Sabtu, 08 Juli 2023

Kerudung misa marak lagi di Jawa Timur

Tidur awal membuat bangun cepat. Subuh sudah terjaga. Azan Subuh berkumandang dari berbagai penjuru. Manusia diajak sembahyang. 

Ayas cuci muka. Lalu buka telepon genggam. Lihat misa streaming. Meski pandemi sudah dinyatakan selesai, misa online masih banyak diadakan. Khususnya misa harian. 

Gereja Katedral Malang sudah lama melarang misa streaming hari Minggu. Gereja-gereja di Surabaya juga sudah jarang bikin streaming Sunday Mass. Kalau misa bahasa Inggris dari US, Kanada, atau Australia sih gak ada matinya.

Iseng-iseng Ayas buka Facebook. Oh, ada misa streaming dari Gereja Redemptor Mundi, Surabaya. Sudah masuk Tuhan Kasihanilah Kami.
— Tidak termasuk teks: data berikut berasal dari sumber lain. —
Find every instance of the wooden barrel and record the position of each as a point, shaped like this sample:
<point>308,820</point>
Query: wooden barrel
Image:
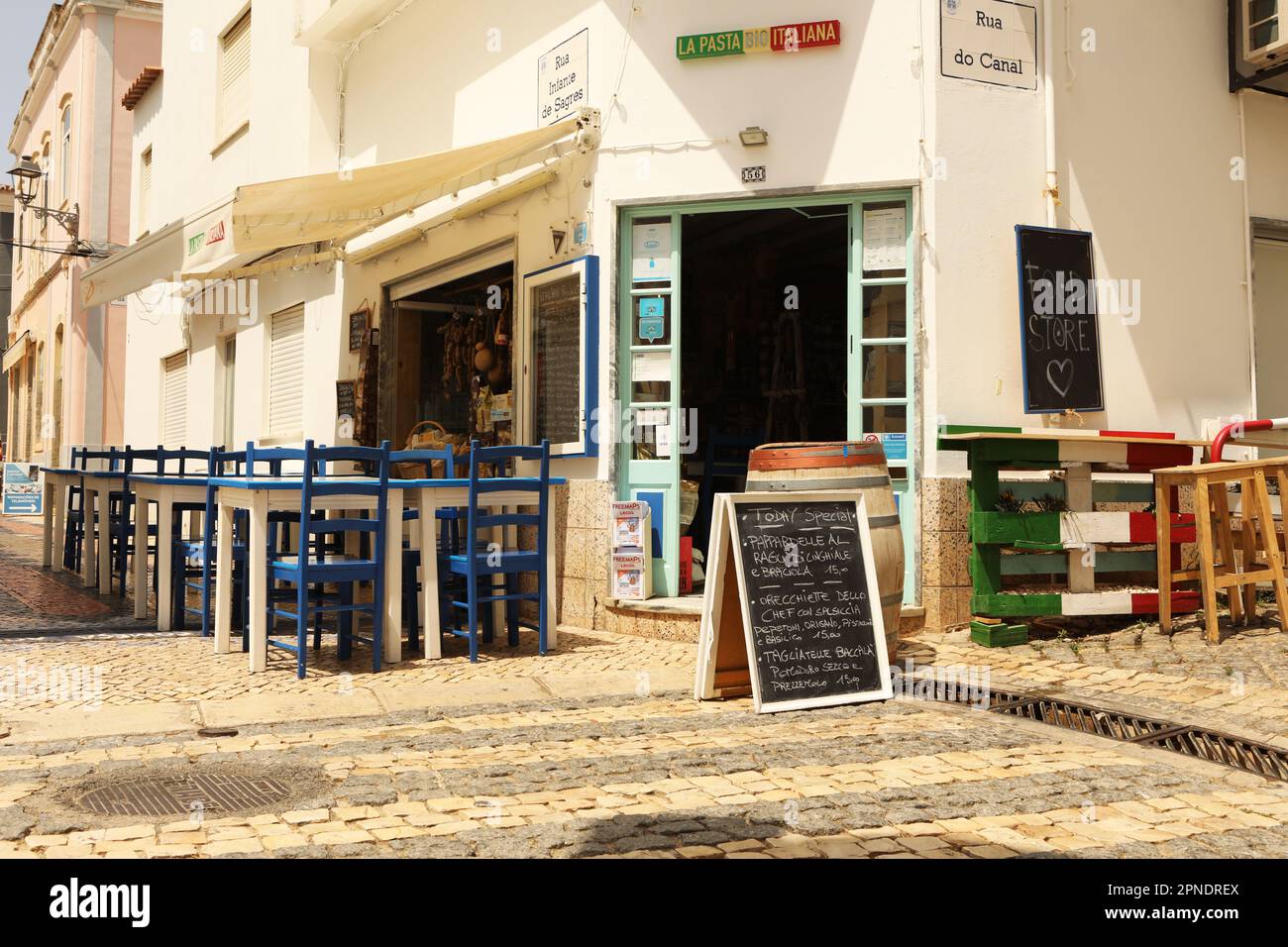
<point>855,467</point>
Ayas ikut misa di paroki yang digembala imam-imam Ordo Dominikan (OP) itu.

Yang menarik, lektor wanita pakai kerudung. Pakai masker juga. Kerudung misa atau biasa disebut mantila dulu biasa dipakai wanita Katolik yang pigi sembahyang di gereja. Karena itu, dulu di NTT ada Sekolah Kepandaian Putri yang melatih anak-anak wanita untuk merajut kerudung, taplak meja, dsb. Kerudung juga biasa disebut tudung.

Namun, sejak ada reformasi internal dalam Gereja Katolik, Konsili Vatikan II, kerudung misa tak lagi dipakai. Meskipun tidak ada larangan pakai kerudung alias mantila (bukan Mantili pendekar pedang setan). Tahun 80-an masih ada beberapa ibu yang pakai kerudung ke gereja. Tapi lama-lama menghilang.

Setelah hampir tiga dasawarsa, kerudung lawas itu muncul kembali di Gereja Katolik. Bersamaan dengan tumbuhnya komunitas misa bahasa Latin atawa Misa Tridentina di sejumlah kota besar. Model ekaristi lama itu memang mewajibkan para wanita pakai mantila alias kerudung. 

Nah, para praktisi Latin Mass ini kerap memakai kerudung dalam misa-misa biasa bersama umat lainnya. Awalnya terasa aneh tapi lama-lama biasa. Apalagi ada banyak artikel tentang mantila di internet. 

Biasanya wanita yang sudah terbiasa pakai mantila tidak enak kalau tidak pakai tudung kepala itu. Seperti wanita muslim yang bertahun-tahun pakai jilbab atau hijab diminta melepas penutup rambutnya itu. 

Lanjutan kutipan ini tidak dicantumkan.